Jesteśmy wolni

Piątek, XVIII Tydzień Zwykły, rok I, Mt 16,24-28

 Cóż bowiem za korzyść odniesie człowiek, choćby cały świat zyskał, a na swej duszy szkodę poniósł? Albo co da człowiek w zamian za swoją duszę? Albowiem Syn Człowieczy przyjdzie w chwale Ojca swego razem z aniołami swoimi, i wtedy odda każdemu według jego postępowania. Zaprawdę, powiadam wam: Niektórzy z tych, co tu stoją, nie zaznają śmierci, aż ujrzą Syna Człowieczego, przychodzącego w królestwie swoim.

 

     Nic nie ma na siłę. Jesteśmy wolni. Każdy z nas ma wolna wolę. Kto chce pójść za Mną? Tylko trzeba chcieć, tylko jedna decyzja, tylko nasze 'tak Panie". Czy pójdziesz? Nie na chwilę. Nie na dni radości i łaski, ale ciągłe niepowtarzające się kroczenie śladami Jezusa.

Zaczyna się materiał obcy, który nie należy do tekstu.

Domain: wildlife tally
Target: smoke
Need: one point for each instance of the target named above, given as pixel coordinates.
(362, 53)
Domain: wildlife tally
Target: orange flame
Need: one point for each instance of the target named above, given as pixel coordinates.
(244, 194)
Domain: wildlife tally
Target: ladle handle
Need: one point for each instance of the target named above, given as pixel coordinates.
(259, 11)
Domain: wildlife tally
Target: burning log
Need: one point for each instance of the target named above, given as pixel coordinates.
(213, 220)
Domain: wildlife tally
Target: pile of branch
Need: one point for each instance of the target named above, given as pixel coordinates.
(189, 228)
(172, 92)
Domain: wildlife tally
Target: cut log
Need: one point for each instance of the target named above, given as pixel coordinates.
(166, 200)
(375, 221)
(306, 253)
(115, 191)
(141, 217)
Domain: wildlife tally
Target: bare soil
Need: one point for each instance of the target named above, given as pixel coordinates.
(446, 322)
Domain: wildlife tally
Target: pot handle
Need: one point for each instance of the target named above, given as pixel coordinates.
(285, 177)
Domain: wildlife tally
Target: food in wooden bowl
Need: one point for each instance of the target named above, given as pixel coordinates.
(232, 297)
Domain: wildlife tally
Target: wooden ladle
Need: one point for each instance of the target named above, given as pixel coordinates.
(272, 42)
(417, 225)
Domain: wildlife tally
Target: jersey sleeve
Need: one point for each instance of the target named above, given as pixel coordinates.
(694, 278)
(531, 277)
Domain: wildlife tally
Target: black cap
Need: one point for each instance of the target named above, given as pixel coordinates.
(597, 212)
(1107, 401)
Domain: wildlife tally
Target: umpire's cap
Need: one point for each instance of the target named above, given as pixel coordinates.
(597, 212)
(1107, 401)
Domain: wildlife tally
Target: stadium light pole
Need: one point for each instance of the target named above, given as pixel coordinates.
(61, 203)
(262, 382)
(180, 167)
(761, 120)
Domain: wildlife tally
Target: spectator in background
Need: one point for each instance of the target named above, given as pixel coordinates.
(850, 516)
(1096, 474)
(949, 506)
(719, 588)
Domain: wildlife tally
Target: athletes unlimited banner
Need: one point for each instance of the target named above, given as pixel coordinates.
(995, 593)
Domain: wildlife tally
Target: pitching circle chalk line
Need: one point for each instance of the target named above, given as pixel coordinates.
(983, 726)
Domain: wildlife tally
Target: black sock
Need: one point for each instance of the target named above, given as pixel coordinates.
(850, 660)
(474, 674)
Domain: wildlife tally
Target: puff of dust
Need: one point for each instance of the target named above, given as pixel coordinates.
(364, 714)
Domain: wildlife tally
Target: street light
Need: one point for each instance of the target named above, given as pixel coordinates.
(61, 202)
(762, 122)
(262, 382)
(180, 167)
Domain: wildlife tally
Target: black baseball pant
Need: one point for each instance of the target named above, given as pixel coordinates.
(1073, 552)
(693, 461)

     Zobaczmy na Jezusa, to nie jest prosta droga. Bo gdy idziesz za Panem, to będziesz wzgardzony przez innych, to będziesz wyśmiewany, wytykany palcami, atakowany wśród najbliższych, będą chcieli cię pochwycić na słowie. Twoja wiara będzie wystawiana na próbę. Będziesz też opluty przez nieprzyjaciół, przez media – bo jesteś KOŚCIOŁEM. Czy tego chcesz?

    Moc w słabości się doskonali! Wystarczy ci Mojej łaski. Wystarczy tylko wziąć krzyż i go nie zdejmować z ramion.  Jednak to nie takie proste Panie, bo świat, bo grzech też mnie atakuje, ale chce codziennie iść za Tobą.